EASEL TIDES: GAIL M. ALLEN'S PAINTING JOURNAL

Gail Allen is a classically trained artist living in New Hampshire, USA, who sculpts, paints and creates custom designed landscapes, murals and event products.
Please click here to view my painting gallery site:
Gail M. Allen Fine Art

If you like my work, but are not ready to purchase a painting,
you may purchase fine art prints or cards with my paintings on them at my site: Gail Allen Contemporary Fine Art (Print and Card Shop)

Monday, October 10, 2011

Creativity With Disabilities


“The journey often seems arduous until you gain perspective.”

Brian Sherwin’s article on Artists with Disabilities for Fine Art Views Newsletter touched me. I have lived for well over twenty years with what they now tell me is misdiagnosed Chronic Lyme Disease.  Originally thought to be Multiple Sclerosis or something like that, unending pain and strange symptoms have plagued me for half of my life. Frustration ruled my life for many years as I tried to continue my painting. Not only am I an artist, but a mother of three, which added new challenges. Once I made peace with the fact that this was how my journey was to unfold, things got better. I began to look for coping strategies.

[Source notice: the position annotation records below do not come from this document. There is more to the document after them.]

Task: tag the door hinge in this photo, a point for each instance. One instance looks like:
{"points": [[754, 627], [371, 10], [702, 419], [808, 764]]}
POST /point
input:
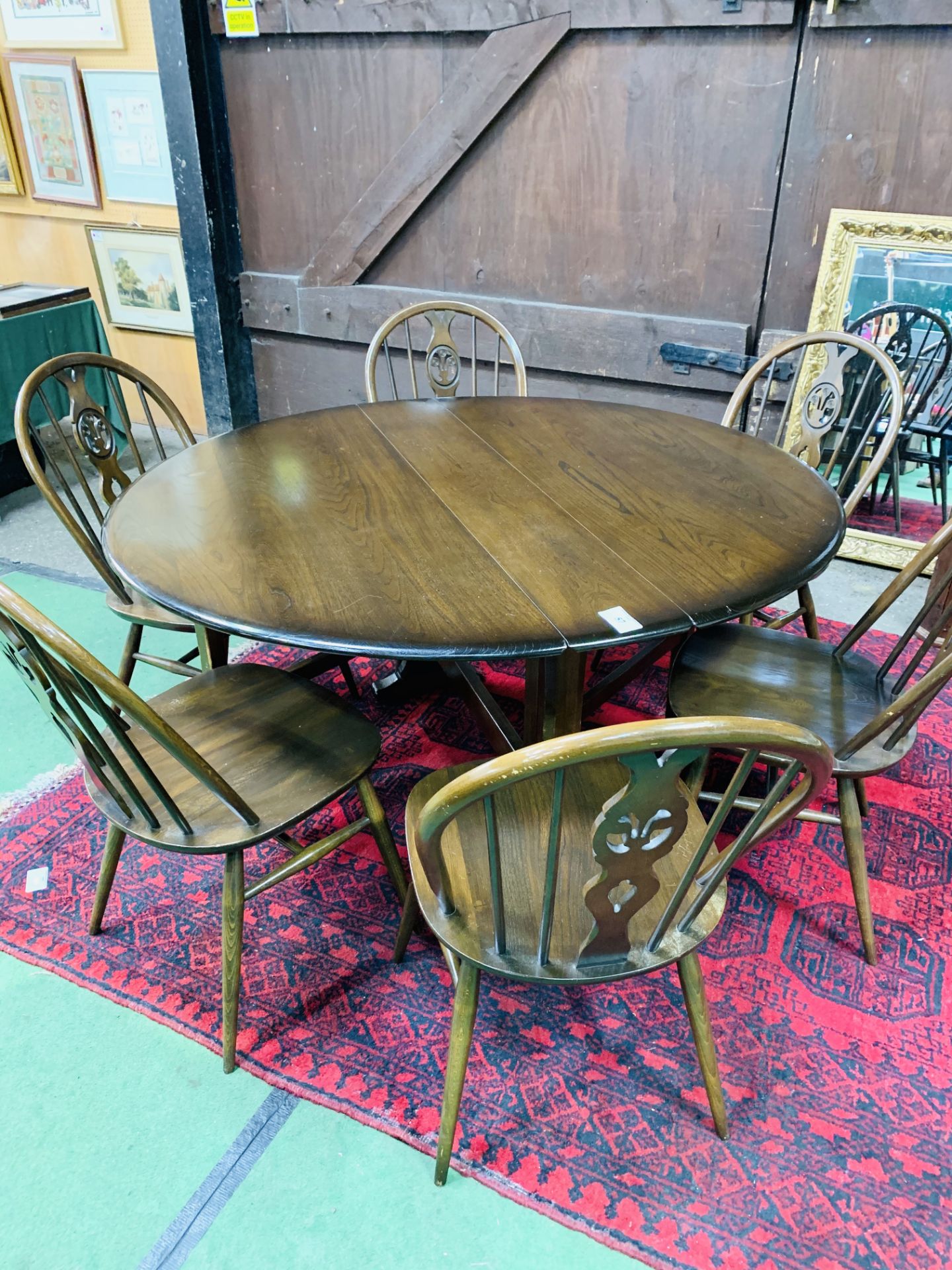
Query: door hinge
{"points": [[682, 357]]}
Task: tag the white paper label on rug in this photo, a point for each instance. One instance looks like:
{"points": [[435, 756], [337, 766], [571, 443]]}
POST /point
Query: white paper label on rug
{"points": [[621, 620], [37, 879]]}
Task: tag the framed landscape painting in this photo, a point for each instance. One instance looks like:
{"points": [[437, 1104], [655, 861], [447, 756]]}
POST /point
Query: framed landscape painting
{"points": [[11, 181], [128, 128], [143, 278], [51, 114], [61, 23]]}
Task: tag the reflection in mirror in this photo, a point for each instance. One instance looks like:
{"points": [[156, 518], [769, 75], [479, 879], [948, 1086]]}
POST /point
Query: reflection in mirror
{"points": [[888, 277]]}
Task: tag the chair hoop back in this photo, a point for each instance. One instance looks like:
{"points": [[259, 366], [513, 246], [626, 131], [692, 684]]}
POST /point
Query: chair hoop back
{"points": [[920, 343], [861, 399], [909, 657], [444, 356], [627, 836], [73, 426], [91, 706]]}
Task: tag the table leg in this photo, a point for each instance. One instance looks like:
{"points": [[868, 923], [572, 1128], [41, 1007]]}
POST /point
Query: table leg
{"points": [[409, 680], [212, 648], [554, 693]]}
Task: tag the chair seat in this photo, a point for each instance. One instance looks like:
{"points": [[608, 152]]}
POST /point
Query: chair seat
{"points": [[284, 743], [522, 818], [777, 675], [147, 614]]}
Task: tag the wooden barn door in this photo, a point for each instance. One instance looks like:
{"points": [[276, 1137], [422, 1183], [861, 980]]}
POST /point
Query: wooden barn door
{"points": [[601, 175]]}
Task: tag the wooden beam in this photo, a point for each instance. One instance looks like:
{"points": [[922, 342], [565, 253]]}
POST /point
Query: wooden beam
{"points": [[608, 343], [883, 13], [385, 17], [496, 71], [619, 15]]}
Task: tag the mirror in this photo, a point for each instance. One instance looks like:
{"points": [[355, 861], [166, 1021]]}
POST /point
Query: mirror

There are days of double or blurred vision and excruciating migraines, exhaustion, and inability to walk without assistance, or even raise my arms up on a tabletop. On other days my memory waxes and wanes similar to a person with Alzheimer’s. The symptoms are endless and constantly changing, as medications can cause new symptoms. Then there are my duties as a mom and parent. I have learned to embrace it all as best I can. Learning to cope minute by minute has made me unbelievably attune to adapting. I am grateful for that gift since many people have issues with change.

When I am bedridden, I now sketch with watercolor pencils that I can wet and rework at a later date. The sketching alleviates the frustration of not being able to create, as I would like to. It gets new ideas flowing and spiritually connects me to that creative muse waiting patiently in the wings.

Memory issues have affected my abilities to just get in the car and drive to a site to work en plein aire like I used to.  I am not able to carry my supplies and hike out into the landscape as easily. By adapting my techniques, I can set up in my car and work from there, or just outside it, taking photos so if I get exhausted I am able to continue working later on in the studio.

When working on a painting, I often forget exactly where I was trying to take it. I used to try to write copious notes, so I would have a direction to follow if I drew a blank. Now, I am going to try the Dragon Dictate software, which enables me to wear a headset and  it will do the typing for me, so I can leave reminders for myself of things I want to work on later, or change.

The biggest change is in having to adapt and change my style of working, based on how dexterous my arms and hands are on any given day. If I am having tremors, I need to work more loosely. All of the years of my training in photorealism cannot help me with this. I view it as the universe’s way of helping me branch out into new styles and ideas. I am enjoying letting myself experiment with my work again.

Today we are rearranging my small studio, setting up a new station for me to develop some techniques to work on my sculpting. It is a journey of adaptation day to day.  Some days, I feel like my old self again, and on others I feel devastated that I cannot paint and wonder how I got into this body.

Currently, there are about twenty, large and small-unfinished works amassed my studio. On a daily basis, frustration over the fact that I have taken them as far as they could go, in my current state of health plagues me.  Somewhere in the near future they will have their day of recognition. Each day offers new accomplishments. I am determined that my past will not control my future; I have much I want to say with my works.   A quote posted in my studio reads….”I Came To Live Out Loud.”